La Polonia raggiunge i 18 siti UNESCO: new entry il centro modernista di Gdynia
17 Settembre 2026, 11:30
Con il recente ingresso del centro modernista di Gdynia, la Polonia porta a 18 i propri siti inseriti nella Lista del Patrimonio Mondiale UNESCO. Il riconoscimento alla città costiera affacciata sul Mar Baltico valorizza l’architettura e l’urbanistica nate tra le due guerre mondiali, quando il piccolo borgo marittimo si trasformò in un decennio in un hub portuale e laboratorio dell’architettura moderna. Il centro si distingue per le linee essenziali e geometriche delle sue ville ed edifici d’epoca, strettamente integrati con il paesaggio marino.
L’inserimento di Gdynia arricchisce un’offerta turistico-culturale articolata su più direttrici: dai centri storici medievali di Cracovia e Torun alla ricostruzione bellica di Varsavia, fino alla città ideale rinascimentale di Zamosc e al Castello di Malbork. Il patrimonio spazia dalle riserve naturali della Foresta primordiale di Bialowieza e delle faggete dei Carpazi alle miniere sotterranee di sale di Wieliczka e Bochnia, fino alle testimonianze storiche di Auschwitz-Birkenau.

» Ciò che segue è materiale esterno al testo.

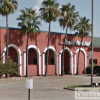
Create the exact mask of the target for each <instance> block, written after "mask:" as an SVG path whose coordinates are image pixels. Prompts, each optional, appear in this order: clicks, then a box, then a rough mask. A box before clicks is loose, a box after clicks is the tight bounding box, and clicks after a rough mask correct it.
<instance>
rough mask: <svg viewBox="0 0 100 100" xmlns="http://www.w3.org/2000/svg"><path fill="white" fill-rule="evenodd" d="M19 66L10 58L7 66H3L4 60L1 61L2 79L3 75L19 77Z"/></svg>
mask: <svg viewBox="0 0 100 100" xmlns="http://www.w3.org/2000/svg"><path fill="white" fill-rule="evenodd" d="M19 66H20V65H19V64H17V63H16V62H13V61H12V60H11V59H10V58H7V59H6V64H3V59H0V77H2V75H3V74H7V75H18V68H19Z"/></svg>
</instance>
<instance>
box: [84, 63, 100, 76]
mask: <svg viewBox="0 0 100 100" xmlns="http://www.w3.org/2000/svg"><path fill="white" fill-rule="evenodd" d="M94 66H100V65H98V64H95V63H94V64H93V69H94ZM86 74H91V64H90V65H89V66H87V68H86Z"/></svg>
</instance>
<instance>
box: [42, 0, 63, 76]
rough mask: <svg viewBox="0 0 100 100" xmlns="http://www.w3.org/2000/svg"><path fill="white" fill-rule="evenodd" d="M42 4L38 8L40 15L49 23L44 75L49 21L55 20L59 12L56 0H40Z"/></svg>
mask: <svg viewBox="0 0 100 100" xmlns="http://www.w3.org/2000/svg"><path fill="white" fill-rule="evenodd" d="M42 6H43V8H40V11H41V17H42V19H43V20H44V21H45V22H46V23H48V24H49V32H48V43H47V62H46V70H45V76H47V74H48V72H47V71H48V57H49V41H50V29H51V22H52V21H54V22H55V21H56V20H57V18H58V17H59V16H60V15H61V14H60V9H59V4H58V3H56V0H44V1H43V2H42ZM56 74H57V72H56Z"/></svg>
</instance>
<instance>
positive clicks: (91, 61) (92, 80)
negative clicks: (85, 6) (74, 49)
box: [91, 0, 94, 86]
mask: <svg viewBox="0 0 100 100" xmlns="http://www.w3.org/2000/svg"><path fill="white" fill-rule="evenodd" d="M93 20H94V0H92V31H91V33H92V36H91V39H92V53H93V28H94V23H93ZM91 62H92V64H91V86H93V57H92V58H91Z"/></svg>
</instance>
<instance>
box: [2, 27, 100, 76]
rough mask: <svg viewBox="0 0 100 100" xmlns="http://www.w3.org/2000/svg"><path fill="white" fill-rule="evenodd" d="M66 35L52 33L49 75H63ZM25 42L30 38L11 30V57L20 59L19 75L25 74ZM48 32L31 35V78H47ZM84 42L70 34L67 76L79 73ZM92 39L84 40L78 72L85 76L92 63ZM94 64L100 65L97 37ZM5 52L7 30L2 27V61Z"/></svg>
mask: <svg viewBox="0 0 100 100" xmlns="http://www.w3.org/2000/svg"><path fill="white" fill-rule="evenodd" d="M64 36H65V35H64V34H61V33H53V32H52V33H51V37H50V46H49V49H50V52H49V64H48V75H55V74H58V75H60V74H61V72H62V52H63V40H64ZM26 39H27V36H23V35H22V34H21V33H20V30H19V29H14V28H9V56H10V58H11V59H12V60H13V61H16V59H17V60H18V64H20V67H19V70H18V73H19V75H20V76H24V75H26V53H25V50H26ZM47 41H48V33H47V32H40V33H38V34H37V35H33V34H32V35H31V36H30V38H29V46H28V50H29V54H28V55H29V61H28V74H29V75H30V76H32V75H44V74H45V64H46V51H47ZM80 41H81V39H80V38H79V37H77V36H74V35H71V34H68V36H67V41H66V47H65V58H64V62H65V63H64V70H65V74H67V73H70V74H76V71H77V57H78V52H79V45H80ZM90 45H91V38H90V37H88V38H84V39H83V44H82V48H81V52H80V58H79V73H80V74H84V73H86V67H87V65H89V63H91V61H90V59H91V58H90V57H89V55H90V51H91V46H90ZM94 46H95V48H94V62H95V63H97V64H100V48H99V47H100V45H99V38H94ZM4 51H6V28H2V27H1V28H0V53H1V54H2V56H3V58H4V57H5V52H4Z"/></svg>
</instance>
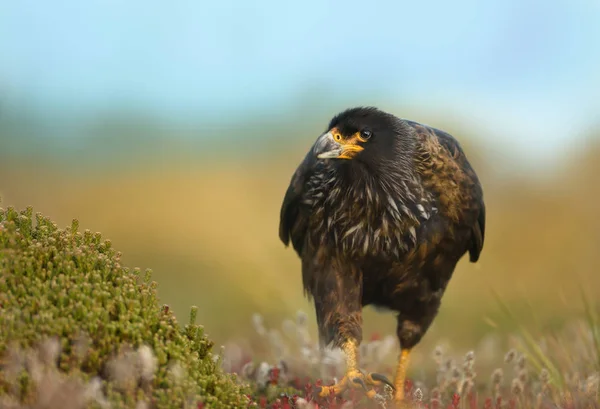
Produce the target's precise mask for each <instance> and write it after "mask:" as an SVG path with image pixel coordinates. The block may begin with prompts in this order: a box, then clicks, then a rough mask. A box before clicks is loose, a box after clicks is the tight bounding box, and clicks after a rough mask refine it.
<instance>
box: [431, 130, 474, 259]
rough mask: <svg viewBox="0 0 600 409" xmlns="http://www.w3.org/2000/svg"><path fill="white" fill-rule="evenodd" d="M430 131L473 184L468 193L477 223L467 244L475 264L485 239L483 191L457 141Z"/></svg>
mask: <svg viewBox="0 0 600 409" xmlns="http://www.w3.org/2000/svg"><path fill="white" fill-rule="evenodd" d="M432 129H433V131H434V132H435V134H436V136H437V137H438V140H439V141H440V144H441V145H442V146H443V147H444V148H446V149H447V150H448V151H449V152H450V154H451V155H452V157H453V158H454V159H455V160H456V161H457V162H458V163H459V165H460V166H461V167H462V168H463V170H464V171H465V172H466V173H467V174H469V176H470V177H471V181H472V183H473V185H472V189H470V190H471V192H470V193H471V196H472V199H473V201H474V202H475V207H476V208H477V209H478V213H479V214H478V216H477V221H476V222H475V223H474V225H473V227H472V228H471V231H472V233H473V235H472V236H471V242H470V244H469V260H470V261H471V262H473V263H475V262H476V261H477V260H479V255H480V254H481V250H482V249H483V242H484V238H485V203H484V201H483V190H482V189H481V185H480V183H479V179H478V178H477V175H476V174H475V171H474V170H473V168H472V166H471V164H470V163H469V161H468V160H467V156H466V155H465V153H464V151H463V149H462V147H461V146H460V144H459V143H458V141H457V140H456V139H455V138H454V137H452V136H451V135H450V134H448V133H447V132H444V131H440V130H439V129H435V128H432Z"/></svg>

“L’ingresso del centro modernista di Gdynia celebra una trasformazione urbana unica e porta la Polonia a quota 18 siti UNESCO. Un risultato che offre una motivazione in più per scoprire un patrimonio straordinario, capace di coniugare oltre mille anni di storia, natura incontaminata, architettura d’avanguardia e memoria collettiva”, evidenzia la nota dell’Ente Nazionale Polacco per il Turismo.